Im Lounge-Sessel Lesungen lauschen, durch Zeitungen blättern und sich Bestseller-Listen ansehen – das klingt eher nach Buchmesse als nach Funkausstellung. Und doch gibt es eine Ecke auf der IFA, in der sich alles um das geschriebene Wort dreht.
Zum zweiten Mal sind Medienhäuser und Verlage in einer eigenen Halle auf der Funkausstellung vertreten und führen E-Book-Lesegeräte, iPad-Applikationen und Online-Buchkataloge vor. Groß ist die „eLibrary“ in Halle 6.2 nicht. Noch immer ist das elektronische Buch ein Nischenprodukt. Im Jahr 2010 betrug der Anteil von E-Books am gesamten Buchumsatz lediglich 0,5 Prozent. Laut einer aktuellen GfK-Studie lehnen es 78 Prozent der Deutschen ab, Bücher auf einem Bildschirm oder Display zu lesen. Eine harte Nuss also, die es für die Aussteller auf der IFA zu knacken gilt. Während Marktführer Amazon mit seinem Kindle nicht auf der Funkausstellung vertreten ist, präsentieren unter anderem die Online-Buchshops Kobo und Libri.de ihre Strategien.

Ein Buch, viele Geräte

In einem Punkt sind sich beide Anbieter einig: Multi-Device ist das Schlüsselwort. Im Gegensatz zu Amazon, das seine E-Books an den Kindle bindet, sind Bücher von Kobo und Libri.de mit jedem E-Book-Reader kompatibel. Zusätzlich bringt Kobo zum 1. Oktober 2011 sein eigenes Lesegerät, den Kobo eReader Touch Edition, auf den deutschen Markt (voraussichtlicher Preis: 149 Euro). Libri.de hat pünktlich zur IFA eine kostenlose Lese-App seines E-Book-Portals „eBookS“ für Apple und Android veröffentlicht.
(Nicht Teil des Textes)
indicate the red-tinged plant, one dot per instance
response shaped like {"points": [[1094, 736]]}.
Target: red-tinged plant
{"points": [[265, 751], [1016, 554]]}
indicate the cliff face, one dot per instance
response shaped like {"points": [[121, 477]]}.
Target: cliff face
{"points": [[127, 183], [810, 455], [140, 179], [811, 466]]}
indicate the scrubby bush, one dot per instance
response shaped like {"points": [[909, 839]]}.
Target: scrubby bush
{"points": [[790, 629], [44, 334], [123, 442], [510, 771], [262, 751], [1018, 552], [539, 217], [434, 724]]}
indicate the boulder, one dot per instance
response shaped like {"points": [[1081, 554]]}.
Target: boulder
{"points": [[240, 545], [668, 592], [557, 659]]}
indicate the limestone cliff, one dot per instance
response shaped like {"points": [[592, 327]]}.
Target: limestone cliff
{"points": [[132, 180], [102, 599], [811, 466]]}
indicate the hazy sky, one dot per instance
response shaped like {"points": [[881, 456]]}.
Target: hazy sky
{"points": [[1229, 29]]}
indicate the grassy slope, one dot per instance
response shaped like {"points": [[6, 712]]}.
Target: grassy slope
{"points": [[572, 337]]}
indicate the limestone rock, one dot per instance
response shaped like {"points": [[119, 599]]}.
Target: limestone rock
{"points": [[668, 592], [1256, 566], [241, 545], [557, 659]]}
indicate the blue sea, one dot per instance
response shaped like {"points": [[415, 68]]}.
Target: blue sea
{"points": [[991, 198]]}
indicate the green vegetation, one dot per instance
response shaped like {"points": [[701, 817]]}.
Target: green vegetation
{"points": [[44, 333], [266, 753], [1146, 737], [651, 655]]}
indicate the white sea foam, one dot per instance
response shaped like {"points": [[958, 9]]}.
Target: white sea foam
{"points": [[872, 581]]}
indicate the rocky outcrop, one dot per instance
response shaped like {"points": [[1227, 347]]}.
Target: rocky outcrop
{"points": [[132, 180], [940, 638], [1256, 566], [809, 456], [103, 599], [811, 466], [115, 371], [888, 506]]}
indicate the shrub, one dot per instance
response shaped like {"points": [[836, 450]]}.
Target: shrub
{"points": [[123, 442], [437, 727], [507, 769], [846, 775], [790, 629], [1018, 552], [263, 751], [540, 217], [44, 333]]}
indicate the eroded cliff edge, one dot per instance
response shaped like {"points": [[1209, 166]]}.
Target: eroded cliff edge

Rasant in Amerika, schleppend in Deutschland

Auch ohne Gerätebindung ist das deutsche E-Publishing-Geschäft ein schwer zu bezwingendes Terrain. Ganz anders ist das in den USA und in Kanada: Dort boomen E-Books. Letztes Jahr haben amerikanische Kunden mehr digitale Versionen als Hardcover-Ausgaben gekauft und der Anteil von E-Books am Gesamtumsatz betrug 10 Prozent. Warum also tun sich E-Book-Anbieter so schwer in Deutschland? Schuld daran sind im Wesentlichen vier Faktoren:

  • Inhalte: „In den USA gibt es jedes Buch, das gedruckt wird, gleichzeitig schon als E-Book. Das ist in Deutschland noch nicht so“, sagt Miriam Behmer, die bei Libri.de das Produktmanagement leitet.
  • Hardware: Lesegeräte sind in Nordamerika günstiger und deshalb verbreiteter (die billigsten Geräte fangen schon bei 50 Euro an). Da Menschen, die bereits ein entsprechendes Gerät besitzen, auch tendenziell mehr digitale Bücher kaufen, steigt deren Marktanteil.
  • Geographische Bedingungen: In den USA gibt  es sehr weitläufige Landstriche, in denen weit und breit keine Buchhandlung in Sicht ist. E-Books sind in Sekunden auf dem Endgerät.
  • Buchpreisbindung: Digitale Bücher sind in Nordamerika wesentlich günstiger als ihre gedruckten Versionen. In Deutschland verpflichtet die gesetzliche Buchpreisbindung die Verlage, ihre Bücher zu festgesetzten Preisen abzugeben. Seit 2008 gilt das auch für E-Books. Sie sind deshalb nur ein Fünftel billiger als die Printausgabe.

Während sich krisengeschüttelte Zeitungsherausgeber an das iPad klammern wie an einen Rettungsanker, können sich die Buchverlage im Moment  noch entspannt zurücklehnen: Als Kulturgut ist das Buch hoch angesehen und die digitale Version kein Ersatz, höchstens Ergänzung. Und wenn E-Books kaum günstiger sind als ihre gedruckten Brüder, greifen viele Deutsche lieber gleich zur Papierausgabe, die sich auch schön im Regal macht. Hinzu kommt, dass die Piraterie im E-Book-Bereich hoch ist: Mehr als 60 Prozent aller digitalen Bücher in Deutschland sollen letztes Jahr illegal aus dem Internet gezogen worden sein.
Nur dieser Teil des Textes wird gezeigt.